Telangana CM K. Chandrasekhar Rao says his government has developed an action plan to transform the state into a power surplus with an investment of about Rs94,000 crore
Hyderabad: Telangana chief minister K.Chandrasekhar Rao on Wednesday said his government is taking steps to make the state “power surplus” and has an investment outlay of Rs94,000 crore for the sector.
Making a statement in the Legislative Assembly, Rao said that since last night, the state-run power utilities have started supplying 24-hour free power to 23 lakh agriculture pump sets on an “experimental basis”.
“As soon as Telangana state was formed (in June 2014), the government gave utmost priority to uplift the state from power crisis. Short term, medium term and long term planning was evolved and implemented. An action plan was developed to transform Telangana into a power surplus state with an investment of about Rs94,000 crore,” Chandrasekhar said.
The government took steps to accelerate the pace of generation plant works, he said, adding that the construction of new plants was started and transmission as well as distribution systems were also strengthened, he said. Power corporations are fully geared up to supply 11,000 MW to meet the demand on account of 24 hours of power for the agriculture sector in the coming Rabi season.

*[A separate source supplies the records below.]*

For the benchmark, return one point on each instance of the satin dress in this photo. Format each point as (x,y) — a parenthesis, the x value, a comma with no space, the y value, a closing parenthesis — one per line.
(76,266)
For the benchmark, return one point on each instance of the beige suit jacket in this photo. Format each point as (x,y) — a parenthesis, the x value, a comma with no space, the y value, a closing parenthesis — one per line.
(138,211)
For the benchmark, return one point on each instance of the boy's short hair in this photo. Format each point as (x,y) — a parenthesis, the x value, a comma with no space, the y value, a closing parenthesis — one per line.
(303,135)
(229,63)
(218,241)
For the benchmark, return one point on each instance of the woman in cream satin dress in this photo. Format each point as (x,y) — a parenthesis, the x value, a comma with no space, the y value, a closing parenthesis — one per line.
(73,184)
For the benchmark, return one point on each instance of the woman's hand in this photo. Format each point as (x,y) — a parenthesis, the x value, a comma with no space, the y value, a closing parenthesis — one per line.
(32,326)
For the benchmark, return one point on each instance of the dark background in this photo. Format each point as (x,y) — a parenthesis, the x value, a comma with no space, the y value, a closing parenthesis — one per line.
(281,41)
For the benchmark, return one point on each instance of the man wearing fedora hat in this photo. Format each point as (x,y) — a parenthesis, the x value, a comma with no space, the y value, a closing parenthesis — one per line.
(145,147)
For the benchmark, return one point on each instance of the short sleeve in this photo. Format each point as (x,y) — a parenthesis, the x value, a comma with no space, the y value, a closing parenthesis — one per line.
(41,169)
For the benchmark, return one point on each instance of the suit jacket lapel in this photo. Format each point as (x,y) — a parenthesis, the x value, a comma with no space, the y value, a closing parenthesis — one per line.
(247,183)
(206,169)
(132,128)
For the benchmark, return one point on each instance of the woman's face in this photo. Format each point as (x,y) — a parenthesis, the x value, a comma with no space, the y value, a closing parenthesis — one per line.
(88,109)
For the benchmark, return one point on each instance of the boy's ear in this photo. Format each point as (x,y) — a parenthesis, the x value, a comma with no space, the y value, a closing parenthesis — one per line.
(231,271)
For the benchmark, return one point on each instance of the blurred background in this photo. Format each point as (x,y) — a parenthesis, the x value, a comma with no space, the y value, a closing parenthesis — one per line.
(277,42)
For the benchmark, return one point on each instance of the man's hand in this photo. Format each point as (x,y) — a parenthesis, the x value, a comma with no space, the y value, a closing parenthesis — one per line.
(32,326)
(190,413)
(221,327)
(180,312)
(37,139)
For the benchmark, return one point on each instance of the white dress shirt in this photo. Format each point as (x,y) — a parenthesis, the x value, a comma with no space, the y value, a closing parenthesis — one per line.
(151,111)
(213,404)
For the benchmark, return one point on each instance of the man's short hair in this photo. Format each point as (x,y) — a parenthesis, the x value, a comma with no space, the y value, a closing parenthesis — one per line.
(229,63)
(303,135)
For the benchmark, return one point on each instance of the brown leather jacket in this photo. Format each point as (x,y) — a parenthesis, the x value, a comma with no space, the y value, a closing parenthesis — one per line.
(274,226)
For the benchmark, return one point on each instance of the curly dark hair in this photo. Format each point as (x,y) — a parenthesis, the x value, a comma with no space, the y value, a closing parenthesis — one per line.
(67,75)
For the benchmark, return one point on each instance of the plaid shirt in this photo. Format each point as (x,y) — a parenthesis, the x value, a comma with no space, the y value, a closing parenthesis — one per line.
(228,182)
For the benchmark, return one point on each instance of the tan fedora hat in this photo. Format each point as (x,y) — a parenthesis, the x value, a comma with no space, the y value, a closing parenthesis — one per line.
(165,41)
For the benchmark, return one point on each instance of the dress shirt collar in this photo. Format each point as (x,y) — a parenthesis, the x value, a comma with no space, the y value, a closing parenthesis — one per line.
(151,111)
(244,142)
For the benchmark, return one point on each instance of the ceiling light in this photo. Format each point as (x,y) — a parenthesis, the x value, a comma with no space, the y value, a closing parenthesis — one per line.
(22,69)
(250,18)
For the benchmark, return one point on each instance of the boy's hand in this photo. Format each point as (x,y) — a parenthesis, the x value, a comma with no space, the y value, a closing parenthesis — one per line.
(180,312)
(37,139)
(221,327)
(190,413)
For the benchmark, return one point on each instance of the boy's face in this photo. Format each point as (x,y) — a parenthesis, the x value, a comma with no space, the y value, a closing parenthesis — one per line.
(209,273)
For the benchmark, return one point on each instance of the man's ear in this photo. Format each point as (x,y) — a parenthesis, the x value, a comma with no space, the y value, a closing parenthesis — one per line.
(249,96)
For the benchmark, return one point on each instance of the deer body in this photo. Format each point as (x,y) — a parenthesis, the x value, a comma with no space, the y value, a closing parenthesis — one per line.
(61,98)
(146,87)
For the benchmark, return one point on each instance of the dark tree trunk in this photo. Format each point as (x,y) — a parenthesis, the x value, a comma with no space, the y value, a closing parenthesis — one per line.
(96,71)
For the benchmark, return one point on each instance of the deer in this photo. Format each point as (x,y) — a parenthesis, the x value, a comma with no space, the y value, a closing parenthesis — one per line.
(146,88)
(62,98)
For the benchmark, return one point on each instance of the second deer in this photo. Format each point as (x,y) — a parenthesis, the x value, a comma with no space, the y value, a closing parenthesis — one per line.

“I am happy to announce to the people of Telangana through this august house that Telangana has created new record of supplying quality power free of cost for 24 hours to the agriculture sector. “For the first time in the history, 24 hours power is being supplied from last night on an experimental basis to 23 lakh agricultural pump sets in the state,” Chandrasekhar said.
The power utilities of the state will closely monitor the transmission and distribution network for five to six days and supply 24-hour uninterrupted power on a permanent basis from the coming Rabi season, he said.
In Telangana, 25% of power (consumption in the state) is being utilised by the agricultural pump sets, he said. Rao alleged there was a power deficit of 2,700 MW at the time of Telangana state formation and that the supply was not commensurate with the demand due to the “negligent attitude and lack of planning” of the erstwhile government.
“There was absolute doom in all sectors,” he claimed. When the Telangana state was formed, the installed capacity was 6,574 MW and in the last three-and-a-half years, an additional 7,981 MW was commissioned from various sources, he said.